Is your kid acting like they lost their mind in the car as you commute to work and school? (The Lord knows I’ve screamed back a time or fifty …)

Pray over them.

But it’s not just the missing ingredients from our needs, it is also the key part of even the moments of grace.

Is your heart beating a mile a minute as you just somehow avoided getting in a major accident with your two kids in the car? Pray and thank God for getting you out of that lane before the car behind you crashed into the one ahead. Pray for the people who did get hit every time you see an accident even if the accident is the reason you are late to work. Don’t curse and don’t stress. Pray, pray, pray.

It will help you breath better. It will help you think better. It will help you react better. It will help you understand better. It will help you love better. It will help you live better.

Do. It. For. Everything.

I’m not saying it will make your washer that broke restart or finally get money to grow from that tree in your backyard. Although sometimes God touches down in those situations too… (well maybe not the money-growing spruce…)

But what will it hurt? It can’t hurt. It can only bring you peace in places and times anxiety wants to steal just that.
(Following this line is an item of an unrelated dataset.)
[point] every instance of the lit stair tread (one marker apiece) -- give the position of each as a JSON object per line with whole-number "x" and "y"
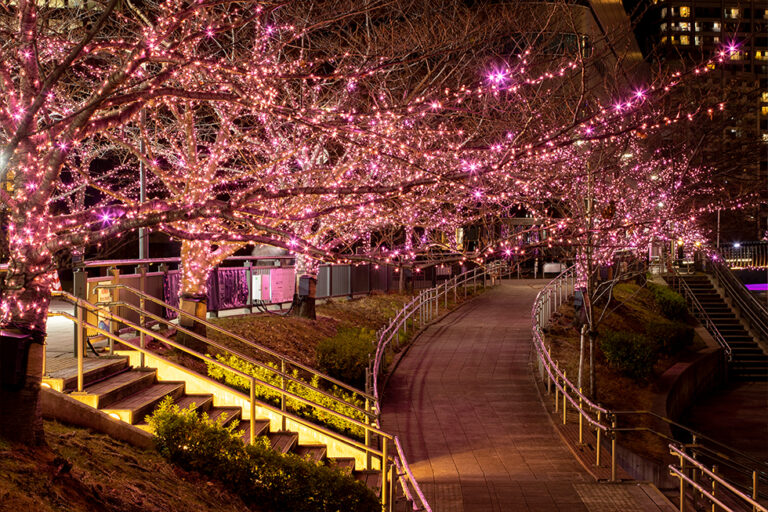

Prayer is the ingredient I was missing for way too long. And even though we may have moments we feel like life in unfair…. What are these allergies even for? Why my kids? Why didn’t I get that job? That promotion? Or the other millions of questions that our days through at us?prayer is needed.

For we are called to pray for the blessings that these challenges will bring… the blessings that we cannot even comprehend that are waiting for us just around the corner.

So while our allergy safe cookbook may only be half written and stored away in our anything but organized cabinet, we are learning to pray through our mess… believing for more.